Como também se sabe, a demora na abertura do inventário acarreta consequências gravosas a todos: a primeira é de natureza fiscal, com a INCIDÊNCIA DE MULTA sobre o Imposto de Transmissão Causa Mortis e Doação (ITCMD), cujo prazo para recolhimento começa a contar do óbito. Consultar a legislação tributária aplicável é importante e o Advogado que conduzir o Inventário certamente se encarregará disso. Outro aspecto importante é que os bens ficam “congelados”, não podendo ser vendidos, financiados ou transferidos legalmente. O risco mais alarmante, contudo, é a DILAPIDAÇÃO PATRIMONIAL, onde um ou mais herdeiros na posse dos bens podem, de má-fé, vender ativos, contrair dívidas em nome do Espólio, ou simplesmente deixar de zelar pela sua conservação, diminuindo o montante a ser partilhado. E isso é grave.

Visando coibir tais abusos o ordenamento jurídico prevê mecanismos de controle e responsabilização: o herdeiro que toma a iniciativa de abrir o inventário pode requerer para si o encargo de INVENTARIANTE, tornando-se o administrador oficial dos bens do Espólio. Uma vez nomeado, ele terá o dever de representar o Espólio, arrolar todos os bens e dívidas e, ao final, prestar contas de sua gestão. Se houver suspeita de que esteja ocorrendo dilapidação já há algum tempo e antes mesmo da adoção dessas medidas é plenamente cabível requerer a Ação de Exigir Contas em face do herdeiro que estava na administração de fato dos bens, para que este detalhe todas as receitas e despesas desde a data do falecimento. Uma vez comprovado o desvio ou dano, o herdeiro faltoso poderá ser responsabilizado com seu patrimônio pessoal pelos prejuízos causados ao Espólio.

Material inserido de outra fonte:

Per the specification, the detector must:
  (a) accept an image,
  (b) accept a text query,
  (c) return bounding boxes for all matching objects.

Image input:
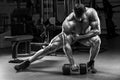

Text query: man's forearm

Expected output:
[79,30,100,39]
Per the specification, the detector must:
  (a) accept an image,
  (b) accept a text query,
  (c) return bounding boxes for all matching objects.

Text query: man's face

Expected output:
[74,12,84,21]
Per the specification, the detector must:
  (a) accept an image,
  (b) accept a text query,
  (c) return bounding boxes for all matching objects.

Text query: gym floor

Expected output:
[0,36,120,80]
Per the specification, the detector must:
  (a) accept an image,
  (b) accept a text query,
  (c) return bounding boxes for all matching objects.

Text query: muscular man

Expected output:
[14,4,101,73]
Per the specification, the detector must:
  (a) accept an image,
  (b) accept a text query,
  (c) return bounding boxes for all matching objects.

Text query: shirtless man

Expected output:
[14,4,101,73]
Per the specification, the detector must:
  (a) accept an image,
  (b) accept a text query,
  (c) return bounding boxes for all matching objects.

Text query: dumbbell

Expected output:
[62,63,87,75]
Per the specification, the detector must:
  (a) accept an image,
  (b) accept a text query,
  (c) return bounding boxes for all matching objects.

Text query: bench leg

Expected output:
[9,42,23,63]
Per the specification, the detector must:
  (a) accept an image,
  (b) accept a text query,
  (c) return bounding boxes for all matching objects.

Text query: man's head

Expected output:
[73,4,86,18]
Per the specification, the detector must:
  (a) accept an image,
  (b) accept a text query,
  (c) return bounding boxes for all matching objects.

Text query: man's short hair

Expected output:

Infelizmente num cenário assim de provável litigiosidade e suspeita de ocultação de bens, a VIA EXTRAJUDICIAL para a realização do Inventário, realizada diretamente em Cartório, se torna inviável, sendo necessário recorrer a um Processo Judicial. A ausência de consenso e o ambiente belicoso, que é a marca desse tipo de situação torna a via judicial a única e obrigatória solução, pois somente o Magistrado terá o poder de dirimir os conflitos.

Portanto a primeira e mais crucial medida a ser adotada pelo herdeiro interessado, uma vez verificado o risco de dilapidação patrimonial da herança, especialmente num cenário onde o Inventário não tenha sido aberto intencionalmente é contratar um Advogado Especialista em Direito Sucessório. Este profissional, baseado na cautela, muito provavelmente irá notificar os demais herdeiros para que se manifestem sobre a abertura amigável do Inventário. Não logrando êxito na solução amigável/administrativa, por certo haverá o ingresso imediato da Ação de Abertura de Inventário, com pedido de nomeação de inventariante. Cumulativamente, se houver provas ou indícios fortes de dilapidação, poderá ser requerida uma medida cautelar de arrolamento de bens, para que um oficial de justiça identifique e lacre os bens, garantindo sua integridade até o final do processo. Esta atuação proativa é o único caminho para cessar os prejuízos, responsabilizar os eventuais causadores de danos e assegurar a justa partilha da herança.